Gaines concludes his novel in the 1950s when Jane is preparing to attend a civil rights rally. The book ends before Jane makes the quiet, defiant gesture that ends the celebrated 1974 made-for-television adaptation, which stars Cicely Tyson in an Emmy-winning performance. The book's ending provides a suggestion that Jane will take a stand of some sort, but leaves it to the reader to imagine what she might do. The uncertainty Gaines crafts is elegant because he's told us enough about Jane that we trust she will do something simple and bold and inspiring.

Gaines tells Jane's stories with confidence and skill. None of his phrases rings false, and each of his words sounds like it could have been spoken by a woman unbowed by either age or the hatreds she has endured. Here he has Jane recalling what Ned, the young man whose mother was killed, said about the need for people of African descent to work together:

" 'I wish I could stand here and tell y'all our African people fought the white man. And there was war and war and war.
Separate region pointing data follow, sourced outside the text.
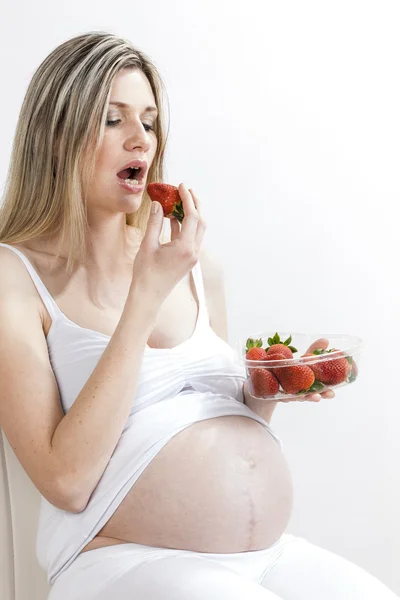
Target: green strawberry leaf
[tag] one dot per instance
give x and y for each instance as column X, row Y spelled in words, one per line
column 252, row 343
column 178, row 215
column 317, row 386
column 352, row 377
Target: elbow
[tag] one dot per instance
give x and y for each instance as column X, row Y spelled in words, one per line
column 66, row 498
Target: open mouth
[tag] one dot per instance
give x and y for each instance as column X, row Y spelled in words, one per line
column 132, row 175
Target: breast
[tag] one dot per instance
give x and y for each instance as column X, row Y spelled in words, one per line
column 222, row 485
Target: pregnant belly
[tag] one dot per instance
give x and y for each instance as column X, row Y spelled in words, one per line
column 221, row 485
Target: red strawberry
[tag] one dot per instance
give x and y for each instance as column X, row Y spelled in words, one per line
column 295, row 378
column 256, row 353
column 168, row 196
column 264, row 383
column 330, row 372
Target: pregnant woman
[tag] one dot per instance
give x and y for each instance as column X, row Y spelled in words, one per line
column 160, row 476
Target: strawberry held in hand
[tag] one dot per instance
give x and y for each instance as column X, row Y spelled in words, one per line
column 264, row 383
column 168, row 196
column 294, row 379
column 330, row 372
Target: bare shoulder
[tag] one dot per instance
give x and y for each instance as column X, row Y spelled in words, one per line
column 15, row 280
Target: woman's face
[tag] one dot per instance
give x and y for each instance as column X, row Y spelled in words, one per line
column 128, row 137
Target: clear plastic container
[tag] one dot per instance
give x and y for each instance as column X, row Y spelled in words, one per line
column 335, row 367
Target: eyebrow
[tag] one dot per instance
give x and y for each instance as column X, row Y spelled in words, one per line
column 123, row 105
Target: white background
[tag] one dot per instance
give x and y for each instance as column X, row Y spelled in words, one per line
column 285, row 121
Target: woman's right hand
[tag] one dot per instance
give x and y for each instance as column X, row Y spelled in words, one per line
column 157, row 268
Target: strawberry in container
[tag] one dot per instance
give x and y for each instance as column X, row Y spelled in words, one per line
column 275, row 373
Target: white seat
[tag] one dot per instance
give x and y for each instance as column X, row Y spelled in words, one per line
column 21, row 577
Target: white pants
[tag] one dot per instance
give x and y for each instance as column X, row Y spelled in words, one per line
column 291, row 569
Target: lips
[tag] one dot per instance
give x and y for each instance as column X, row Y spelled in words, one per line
column 136, row 169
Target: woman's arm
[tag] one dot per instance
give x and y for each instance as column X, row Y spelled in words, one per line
column 263, row 408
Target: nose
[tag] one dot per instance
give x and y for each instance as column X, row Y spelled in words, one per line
column 138, row 138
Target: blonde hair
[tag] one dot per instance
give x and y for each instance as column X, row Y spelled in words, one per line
column 59, row 130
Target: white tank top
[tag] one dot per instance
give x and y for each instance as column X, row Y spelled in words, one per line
column 199, row 379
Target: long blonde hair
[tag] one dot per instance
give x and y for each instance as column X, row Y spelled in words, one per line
column 59, row 130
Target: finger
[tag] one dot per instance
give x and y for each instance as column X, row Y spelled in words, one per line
column 320, row 344
column 191, row 219
column 151, row 238
column 313, row 397
column 201, row 227
column 175, row 228
column 328, row 394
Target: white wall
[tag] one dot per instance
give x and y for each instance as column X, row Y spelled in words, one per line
column 285, row 120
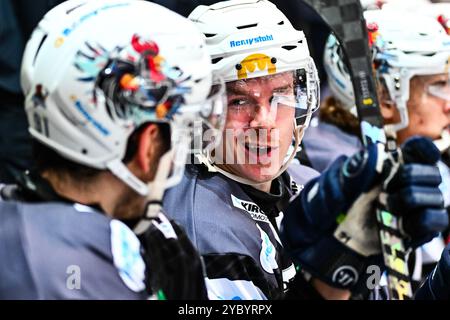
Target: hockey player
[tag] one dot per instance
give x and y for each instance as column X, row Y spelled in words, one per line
column 411, row 63
column 111, row 89
column 232, row 204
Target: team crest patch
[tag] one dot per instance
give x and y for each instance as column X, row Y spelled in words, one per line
column 125, row 248
column 250, row 207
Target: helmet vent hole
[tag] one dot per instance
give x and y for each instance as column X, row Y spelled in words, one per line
column 289, row 48
column 247, row 26
column 74, row 8
column 39, row 48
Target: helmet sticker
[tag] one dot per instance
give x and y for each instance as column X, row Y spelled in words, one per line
column 253, row 61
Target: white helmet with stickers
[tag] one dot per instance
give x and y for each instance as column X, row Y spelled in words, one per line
column 253, row 39
column 95, row 71
column 402, row 48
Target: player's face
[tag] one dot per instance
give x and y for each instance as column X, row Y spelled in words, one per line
column 428, row 106
column 259, row 126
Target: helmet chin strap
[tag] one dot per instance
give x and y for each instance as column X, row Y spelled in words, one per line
column 156, row 192
column 207, row 161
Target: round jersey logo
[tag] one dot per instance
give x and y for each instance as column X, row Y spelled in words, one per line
column 125, row 249
column 268, row 253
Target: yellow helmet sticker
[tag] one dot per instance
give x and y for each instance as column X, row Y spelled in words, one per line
column 257, row 60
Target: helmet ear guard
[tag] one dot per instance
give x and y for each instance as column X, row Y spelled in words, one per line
column 87, row 92
column 252, row 39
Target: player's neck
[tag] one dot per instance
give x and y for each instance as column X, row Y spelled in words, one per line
column 103, row 191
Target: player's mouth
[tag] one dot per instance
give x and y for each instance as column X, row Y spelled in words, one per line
column 259, row 154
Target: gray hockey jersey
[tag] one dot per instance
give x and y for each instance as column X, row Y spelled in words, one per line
column 235, row 230
column 57, row 250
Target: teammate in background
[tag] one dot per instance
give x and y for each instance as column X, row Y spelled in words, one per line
column 109, row 113
column 232, row 203
column 411, row 63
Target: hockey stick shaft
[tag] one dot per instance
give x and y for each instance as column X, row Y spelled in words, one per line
column 345, row 19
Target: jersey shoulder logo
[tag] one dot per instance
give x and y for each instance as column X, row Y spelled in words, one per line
column 268, row 253
column 250, row 207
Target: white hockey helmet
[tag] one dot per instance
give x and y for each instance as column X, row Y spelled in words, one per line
column 253, row 39
column 95, row 71
column 402, row 48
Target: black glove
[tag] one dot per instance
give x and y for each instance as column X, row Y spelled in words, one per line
column 174, row 267
column 331, row 229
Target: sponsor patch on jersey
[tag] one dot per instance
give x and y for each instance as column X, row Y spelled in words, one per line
column 125, row 248
column 250, row 207
column 268, row 253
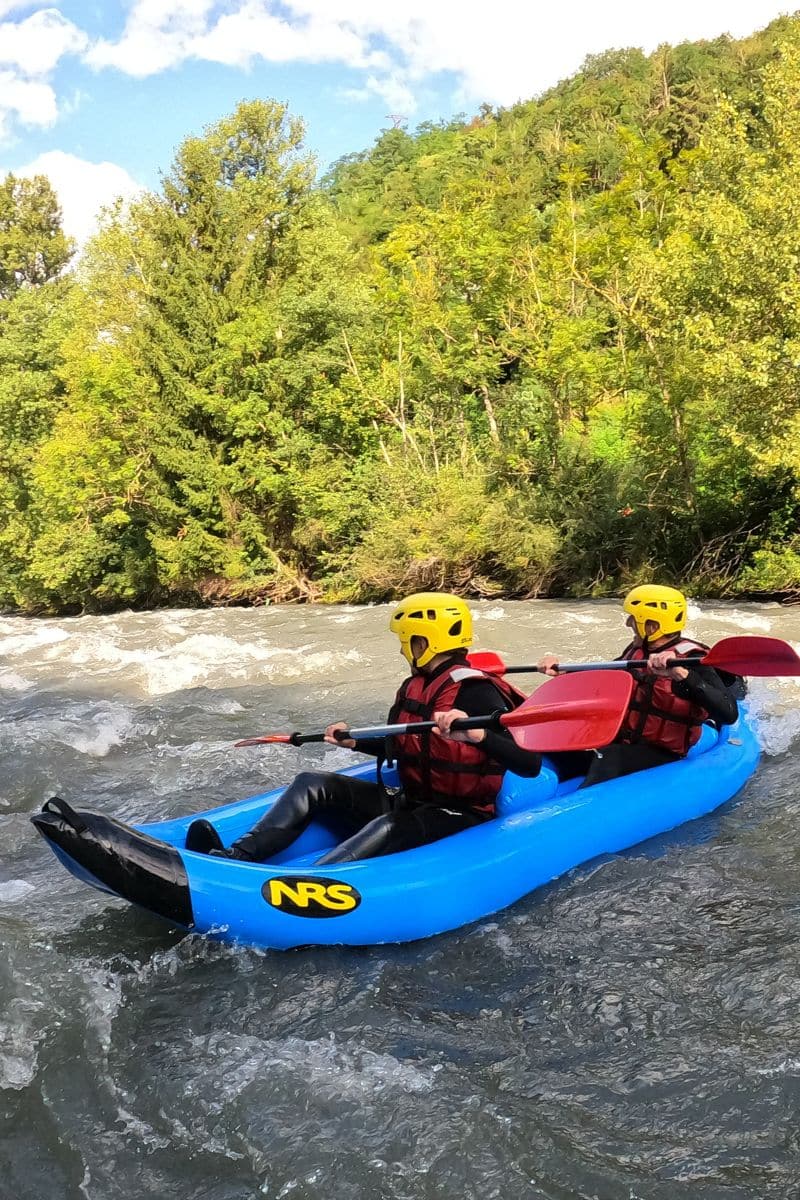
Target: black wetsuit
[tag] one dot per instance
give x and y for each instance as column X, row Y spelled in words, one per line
column 362, row 805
But that's not true. Our people fought each other, and the white man bought the captives for a barrel of rum and a string of beads. I'm telling y'all this,' he said, 'to show y'all the only way you can be strong is stand together. The white man never would have brought us here if we was together. He never would have separated a nation. But little tribes beat each other, and all the white man had to do was wait.' "

Later Jane says that God sends such heroes as boxer Joe Louis and baseball player Jackie Robinson to lift the spirits of oppressed people. She suggests that both Louis' loss to Max Schmeling and his subsequent first-round knockout of Schmeling were part of a divine plan:

When times get really hard, really tough, He send always send you somebody. In the Depression it was tough on everybody, but twice as hard on the colored, and He sent us Joe. Joe was to lift the colored people's heart. Of course S'mellin' beat him the first time. But that was just to teach us a lesson. To show us Joe was just a man, not a superman. And to show us we could take just a little bit more hardship than we thought we could take at first. Now the second fight was different. We prayed and prayed, and He heard our prayers, and at the same time He wanted to punish them for thinking they was something super. I heard every lick of that fight on the radio, and what Joe didn't put on S'mellin' that night just couldn't go on a man. You could look a week and you could still see the n-ggers* grinning about that fight.

The novel's fictional editor is left regretting that he did not get more of Jane's stories down on tape before she died eight months after their last conversation. The reader shares that regret. Jane is fascinating and knowing more about her would be a treat. Gaines has won acclaim for his subsequent novels -- including the intriguing A Gathering of Old Men and the powerful A Lesson Before Dying, which won the National Book Critics Circle Award in 1993 -- and he would undoubtedly win acclaim if he chose to write a second volume. Jane deserves more. In the tough life that she led with quiet grace and unfailing compassion, she earned it.

__________


* Jane, of course, did not leave out any letters because she was not limited by Epinions' unsophisticated censoring program.